Note that a complete harmonization is not possible nor desirable, because often
convergence criteria that clearly are the same are implemented slightly different for
different optimizers. However, complete transparency is possible and we try to document
the exact meaning of all options for all optimizers.

## Algorithms that parallelize

Algorithms can evaluate the criterion function in parallel. To make such a parallel
algorithm fully compatible with estimagic (including history collection and benchmarking
functionality), the following conditions need to be fulfilled:

- The algorithm has an argument called `n_cores` which determines how many cores are
  used for the parallelization.
- The algorithm has an argument called `batch_evaluator` and all parallelization is done
  using a built-in or user provided batch evaluator.

Moreover, we strongly suggest to comply with the following convention:

- The algorithm has an argument called `batch_size` which is an integer that is greater
  or equal to `n_cores`. Setting the `batch_size` larger than n_cores, allows to
  simulate how the algorithm would behave with `n_cores=batch_size` but only uses
  `n_cores` cores. This allows to simulate / benchmark the parallelizability of an
  algorithm even if no parallel hardware is available.

If the mandatory conditions are not fulfilled, the algorithm should disable all history
collection by using `mark_minimizer(..., disable_history=True)`.

## Nonlinear constraints

Estimagic can pass nonlinear constraints to the internal optimizer. The internal
interface for nonlinear constraints is as follows.

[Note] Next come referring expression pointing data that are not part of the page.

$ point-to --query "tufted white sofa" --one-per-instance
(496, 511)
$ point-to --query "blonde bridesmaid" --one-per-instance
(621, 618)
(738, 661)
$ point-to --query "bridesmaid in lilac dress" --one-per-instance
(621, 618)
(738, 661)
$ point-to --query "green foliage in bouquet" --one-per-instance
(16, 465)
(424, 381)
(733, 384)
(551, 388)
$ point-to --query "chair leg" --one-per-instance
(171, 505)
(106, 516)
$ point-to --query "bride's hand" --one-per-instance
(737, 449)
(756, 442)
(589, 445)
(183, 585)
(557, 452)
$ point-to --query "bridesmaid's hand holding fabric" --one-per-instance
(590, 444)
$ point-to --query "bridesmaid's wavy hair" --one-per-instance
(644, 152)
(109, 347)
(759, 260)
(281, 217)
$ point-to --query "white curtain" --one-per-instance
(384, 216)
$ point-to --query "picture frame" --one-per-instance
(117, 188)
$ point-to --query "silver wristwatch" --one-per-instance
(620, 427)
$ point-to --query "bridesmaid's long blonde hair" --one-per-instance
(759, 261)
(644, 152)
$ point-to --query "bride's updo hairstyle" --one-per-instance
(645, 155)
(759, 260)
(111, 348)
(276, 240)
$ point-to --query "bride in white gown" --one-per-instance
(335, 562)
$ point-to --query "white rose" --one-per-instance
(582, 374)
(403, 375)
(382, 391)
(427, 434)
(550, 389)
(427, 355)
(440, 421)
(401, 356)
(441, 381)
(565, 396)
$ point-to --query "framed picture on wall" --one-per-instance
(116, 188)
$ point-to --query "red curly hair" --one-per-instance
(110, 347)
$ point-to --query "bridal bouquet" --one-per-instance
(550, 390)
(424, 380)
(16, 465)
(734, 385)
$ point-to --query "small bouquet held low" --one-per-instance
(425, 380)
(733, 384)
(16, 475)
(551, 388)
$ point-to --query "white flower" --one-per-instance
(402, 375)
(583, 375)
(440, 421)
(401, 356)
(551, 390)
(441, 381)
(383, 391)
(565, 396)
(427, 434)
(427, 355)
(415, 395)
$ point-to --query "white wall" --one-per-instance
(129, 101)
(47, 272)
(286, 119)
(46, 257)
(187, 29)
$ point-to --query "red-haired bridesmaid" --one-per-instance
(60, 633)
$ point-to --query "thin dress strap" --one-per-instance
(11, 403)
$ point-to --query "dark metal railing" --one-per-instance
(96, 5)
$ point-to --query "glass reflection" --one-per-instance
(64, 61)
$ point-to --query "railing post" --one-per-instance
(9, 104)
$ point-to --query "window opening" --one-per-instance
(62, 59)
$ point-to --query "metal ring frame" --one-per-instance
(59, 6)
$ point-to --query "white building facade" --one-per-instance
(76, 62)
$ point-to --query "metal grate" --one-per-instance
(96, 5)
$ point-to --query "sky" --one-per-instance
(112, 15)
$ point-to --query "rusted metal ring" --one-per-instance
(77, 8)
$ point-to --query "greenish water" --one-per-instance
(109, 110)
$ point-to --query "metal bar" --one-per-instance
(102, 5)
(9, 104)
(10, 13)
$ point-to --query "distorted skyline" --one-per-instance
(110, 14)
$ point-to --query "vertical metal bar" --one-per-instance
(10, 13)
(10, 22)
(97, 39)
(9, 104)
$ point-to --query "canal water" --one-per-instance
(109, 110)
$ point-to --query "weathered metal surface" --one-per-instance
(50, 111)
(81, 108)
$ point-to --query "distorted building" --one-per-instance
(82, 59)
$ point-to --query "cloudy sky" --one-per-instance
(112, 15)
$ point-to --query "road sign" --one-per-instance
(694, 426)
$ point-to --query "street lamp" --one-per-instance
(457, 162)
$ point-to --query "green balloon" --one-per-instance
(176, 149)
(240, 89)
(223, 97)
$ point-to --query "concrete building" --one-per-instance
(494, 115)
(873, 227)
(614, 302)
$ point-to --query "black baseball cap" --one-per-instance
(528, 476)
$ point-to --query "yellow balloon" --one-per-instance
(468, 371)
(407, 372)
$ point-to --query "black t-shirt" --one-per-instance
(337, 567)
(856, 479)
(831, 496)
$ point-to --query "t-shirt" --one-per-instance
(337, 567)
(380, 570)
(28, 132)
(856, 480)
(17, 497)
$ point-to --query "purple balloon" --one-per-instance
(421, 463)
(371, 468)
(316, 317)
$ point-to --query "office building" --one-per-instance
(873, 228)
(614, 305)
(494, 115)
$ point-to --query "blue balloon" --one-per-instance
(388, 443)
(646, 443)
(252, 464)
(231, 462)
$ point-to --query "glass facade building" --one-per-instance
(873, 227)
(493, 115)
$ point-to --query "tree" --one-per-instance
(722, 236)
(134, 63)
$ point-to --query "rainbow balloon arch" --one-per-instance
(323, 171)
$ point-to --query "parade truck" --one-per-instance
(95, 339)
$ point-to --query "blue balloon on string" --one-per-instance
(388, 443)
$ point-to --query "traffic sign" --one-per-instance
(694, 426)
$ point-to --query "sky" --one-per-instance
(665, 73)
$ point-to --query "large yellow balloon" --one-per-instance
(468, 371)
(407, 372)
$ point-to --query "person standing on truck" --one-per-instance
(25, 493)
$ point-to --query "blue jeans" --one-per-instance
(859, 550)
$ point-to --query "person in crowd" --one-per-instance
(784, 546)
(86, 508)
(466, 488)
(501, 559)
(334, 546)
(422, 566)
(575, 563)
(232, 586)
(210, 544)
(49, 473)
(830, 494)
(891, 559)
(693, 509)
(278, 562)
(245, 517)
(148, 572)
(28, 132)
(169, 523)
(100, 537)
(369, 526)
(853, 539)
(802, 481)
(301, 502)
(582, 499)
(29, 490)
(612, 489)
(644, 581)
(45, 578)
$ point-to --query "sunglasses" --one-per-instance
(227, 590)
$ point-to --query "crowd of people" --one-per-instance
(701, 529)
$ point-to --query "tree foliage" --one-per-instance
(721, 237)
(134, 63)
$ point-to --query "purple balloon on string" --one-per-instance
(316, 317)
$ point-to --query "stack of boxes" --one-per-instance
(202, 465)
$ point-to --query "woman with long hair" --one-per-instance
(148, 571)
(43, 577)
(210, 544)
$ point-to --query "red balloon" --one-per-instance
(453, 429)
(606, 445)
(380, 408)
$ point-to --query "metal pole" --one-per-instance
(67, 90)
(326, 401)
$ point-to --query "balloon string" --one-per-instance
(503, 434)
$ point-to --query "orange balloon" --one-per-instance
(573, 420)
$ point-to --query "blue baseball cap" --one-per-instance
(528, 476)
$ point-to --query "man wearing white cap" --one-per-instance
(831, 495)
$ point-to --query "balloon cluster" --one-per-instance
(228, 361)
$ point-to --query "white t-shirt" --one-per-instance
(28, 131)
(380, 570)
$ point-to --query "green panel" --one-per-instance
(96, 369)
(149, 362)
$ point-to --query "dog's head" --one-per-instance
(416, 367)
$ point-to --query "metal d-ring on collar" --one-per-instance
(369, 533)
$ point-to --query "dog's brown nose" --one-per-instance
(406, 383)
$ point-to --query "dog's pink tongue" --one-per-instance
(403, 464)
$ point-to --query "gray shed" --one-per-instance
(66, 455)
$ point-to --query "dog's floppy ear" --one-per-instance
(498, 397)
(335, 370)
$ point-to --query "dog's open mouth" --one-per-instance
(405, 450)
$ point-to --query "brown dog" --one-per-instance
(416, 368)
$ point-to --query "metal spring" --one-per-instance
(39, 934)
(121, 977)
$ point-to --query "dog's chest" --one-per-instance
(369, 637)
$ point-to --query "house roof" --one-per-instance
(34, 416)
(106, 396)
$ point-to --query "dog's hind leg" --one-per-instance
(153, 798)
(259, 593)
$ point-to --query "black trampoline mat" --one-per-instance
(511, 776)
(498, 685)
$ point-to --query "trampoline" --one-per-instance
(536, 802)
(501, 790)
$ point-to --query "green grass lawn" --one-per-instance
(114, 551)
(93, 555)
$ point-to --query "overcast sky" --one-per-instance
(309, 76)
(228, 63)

A nonlinear constraint is a `list` of `dict` 's, where each `dict` represents a group of
constraints. In each group the constraint function can potentially be multi-dimensional.
We distinguish between equality and inequality constraints, which is signalled by a dict
entry `type` that takes values `"eq"` and `"ineq"`. The constraint function, which takes
as input an internal parameter vector, is stored under the entry `fun`, while the
Jacobian of that function is stored at `jac`. The tolerance for the constraints is
stored under `tol`. At last, the number of constraints in each group is specified under
`n_constr`. An example list with one constraint that would be passed to the internal
optimizer is given by

```
constraints = [
    {
        "type": "ineq",
        "n_constr": 1,
        "tol": 1e-5,
        "fun": lambda x: x**3,
        "jac": lambda x: 3 * x**2,
    }
]
```

**Equality.** Internal equality constraints assume that the constraint is met when the
function is zero. That is

$$
0 = g(x) \in \mathbb{R}^m .
$$

**Inequality.** Internal inequality constraints assume that the constraint is met when
the function is greater or equal to zero. That is

$$
0 \leq g(x) \in \mathbb{R}^m .
$$

## Other conventions

- Internal optimizer are functions and should thus adhere to python naming conventions,
  for functions (i.e. only consist of lowercase letters and individual words should be
  separated by underscores). For optimizers that are implemented in many packages (e.g.
  Nelder Mead or BFGS), the name of the original package in which it was implemented has
  to be part of the name.
- All arguments of an internal optimizer should actually be used. In particular, if an
  optimizer does not support bounds it should not have `lower_bounds` and `upper_bounds`
  as arguments; derivative free optimizers should not have `derivative` or
  `criterion_and_derivative` as arguments, etc.